The next twenty minutes seemed endless. The uncertainty of whether or not she would be received, gnawed at Camila's spirit. She felt a slight urge to pee and, considering that the greatest respect she could show herself was to heed the call of her body, she excused herself announcing her prompt return. Once back, Rodrigo’s assistant indicated that she could just walk into his office. Rodrigo was standing with his back to the door, looking at the cars circling the Cibeles fountain. Upon hearing the door close, he turned around and with determined step approached Camila, holding out his hand and sporting an open but forced smile.
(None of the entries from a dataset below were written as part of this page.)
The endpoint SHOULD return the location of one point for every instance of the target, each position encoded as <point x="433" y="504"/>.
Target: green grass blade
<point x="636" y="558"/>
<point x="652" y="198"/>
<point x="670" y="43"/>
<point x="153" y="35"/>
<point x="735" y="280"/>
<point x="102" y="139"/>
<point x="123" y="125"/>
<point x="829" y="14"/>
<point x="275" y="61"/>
The greeting formality impeccably staged, was followed by the protocolary "Have a seat, can I offer you a glass of water, a coffee?"
Camila froze, she didn't know what to do, what to say. She hadn't expected such an official treatment, a facet of her "ex" she had only seen on the day they met and never again. She didn't even know what kind of a welcome she had expected. The silence was broken by Rodrigo's cell phone. And while he took the call, again looking out the window, Camila walked to the other window, the one facing the narrow street and, once there, she felt two tears rolling down her face.
"Above all, dignity. Above all…", she said to herself, but the mascara was surely already tracing black beaches under her eyes, ruining all sobriety in her appearance. Sensing him standing next to her, she pulled a handkerchief out of her handbag and wiped away the mess she imagined on her cheeks.
"Rodrigo..." Mutinous seconds elapsed.
"Camila, I know what you’ve come for and the answer is no."
Without flinching, she looked straight at him, surprised to find a hint of tenderness in that manly face that she had so loved.
She didn't say a word. He continued. "That hydroelectric dam will have to be built and I will only be able to help you in the negotiations between government and community members."
"I see," she said, looking squarely at Rodrigo's soul. He lowered his face and took Camila's hands.
She couldn't help herself. He leaned closer and kissed her mouth. Several reciprocated kisses later, she came out of the man's embrace. From her handbag she took out a small mirror, cleaned-up the derailed mascara, painted her lips, and once again looked directly into his eyes.
“Rodrigo,” she said at last, "to ravage the myriad species of that magnificent wetland, the consortium will have to do so over my dead body and those of hundreds of community members."
They looked at each other in silence. Camila headed for the door and walked out, forehead tall.